The diameter of shaft A is thrice that of the diameter of shaft B. Power transmitted by shaft A when compared to shaft B will be 
1. 3 times
2. 9 times
3. 27 times
4. 81 times

Answer 1

Correct Answer - Option 3 : 27 times

Concept:

The power transmitting capacity of the shaft is given by

\(P = \frac{{2 \times \pi \times N \times T}}{{60}}\)

And from the torsion equation:

\(\frac{T}{J} = \frac{{{\tau _{max}}}}{r} = \frac{{G\theta }}{l}\)

∴ \(T = {\tau _{max}} \times \frac{J}{r}\)
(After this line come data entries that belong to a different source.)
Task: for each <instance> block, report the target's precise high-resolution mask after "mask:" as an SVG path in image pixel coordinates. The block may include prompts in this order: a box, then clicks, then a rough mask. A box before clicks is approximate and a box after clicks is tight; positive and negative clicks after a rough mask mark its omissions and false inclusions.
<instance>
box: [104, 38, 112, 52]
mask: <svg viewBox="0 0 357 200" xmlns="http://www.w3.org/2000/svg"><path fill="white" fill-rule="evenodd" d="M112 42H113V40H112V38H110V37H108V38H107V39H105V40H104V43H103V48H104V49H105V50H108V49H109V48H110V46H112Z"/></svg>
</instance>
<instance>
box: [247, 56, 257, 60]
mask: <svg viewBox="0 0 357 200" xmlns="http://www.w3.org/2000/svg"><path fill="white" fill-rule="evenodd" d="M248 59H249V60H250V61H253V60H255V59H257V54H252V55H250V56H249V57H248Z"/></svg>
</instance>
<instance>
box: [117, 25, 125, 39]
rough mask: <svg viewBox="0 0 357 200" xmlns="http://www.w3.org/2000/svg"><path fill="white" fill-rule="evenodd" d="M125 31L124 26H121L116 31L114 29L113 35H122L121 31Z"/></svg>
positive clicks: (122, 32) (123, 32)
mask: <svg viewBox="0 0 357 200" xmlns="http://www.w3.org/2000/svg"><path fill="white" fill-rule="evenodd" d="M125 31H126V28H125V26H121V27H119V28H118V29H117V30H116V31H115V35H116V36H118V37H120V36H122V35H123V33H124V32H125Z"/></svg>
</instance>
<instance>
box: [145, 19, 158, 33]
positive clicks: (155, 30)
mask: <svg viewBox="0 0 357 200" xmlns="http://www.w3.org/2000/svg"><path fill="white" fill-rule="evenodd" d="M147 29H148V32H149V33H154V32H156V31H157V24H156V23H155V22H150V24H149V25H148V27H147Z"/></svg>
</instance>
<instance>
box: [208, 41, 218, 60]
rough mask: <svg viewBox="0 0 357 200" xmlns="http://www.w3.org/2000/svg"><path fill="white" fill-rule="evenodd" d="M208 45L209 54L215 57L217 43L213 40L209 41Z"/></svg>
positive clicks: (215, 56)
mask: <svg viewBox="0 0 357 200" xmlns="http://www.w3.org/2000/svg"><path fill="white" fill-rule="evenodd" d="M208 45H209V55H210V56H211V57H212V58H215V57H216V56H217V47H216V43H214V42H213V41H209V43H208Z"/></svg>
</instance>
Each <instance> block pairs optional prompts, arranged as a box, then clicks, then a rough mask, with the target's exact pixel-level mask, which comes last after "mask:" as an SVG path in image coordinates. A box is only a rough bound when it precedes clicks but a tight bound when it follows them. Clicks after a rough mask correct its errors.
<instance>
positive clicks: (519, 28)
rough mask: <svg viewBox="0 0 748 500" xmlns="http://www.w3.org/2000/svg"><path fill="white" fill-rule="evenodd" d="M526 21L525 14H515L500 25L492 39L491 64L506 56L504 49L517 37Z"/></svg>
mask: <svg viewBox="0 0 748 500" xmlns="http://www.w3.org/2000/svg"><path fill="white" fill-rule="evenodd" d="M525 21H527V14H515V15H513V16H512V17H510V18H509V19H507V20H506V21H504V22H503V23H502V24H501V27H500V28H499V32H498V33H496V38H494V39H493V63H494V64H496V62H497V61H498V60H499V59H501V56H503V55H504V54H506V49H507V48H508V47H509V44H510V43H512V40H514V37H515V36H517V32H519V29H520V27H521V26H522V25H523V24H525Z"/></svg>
\(J = \frac{\pi }{{32}} \times {D^4}\)

∴ \(T = \frac{{{\tau _{max}}\; \times \;\pi \; \times {D^3}\;}}{{16}}\)

As Power ∝ T, and T ∝ D³

So, for a given material and rpm

Power transmitted capacity ∝ (Diameter) ³

Calculation:

Given:

D_A = 3 D_B

\(\frac{{{\rm{Power\;transmitted\;by\;shaft\;A}}}}{{{\rm{Power\;transmitted\;by\;shaft\;B}}}} = {\left( {\frac{{{{\rm{d}}_{\rm{A}}}}}{{{{\rm{d}}_{\rm{B}}}}}} \right)^3} = {\left( {\frac{{3{{\rm{d}}_{\rm{B}}}}}{{{{\rm{d}}_{\rm{B}}}}}} \right)^3} = {\left( 3 \right)^3} = 27\)

Power transmitted by shaft A when compared to shaft B is 27 times.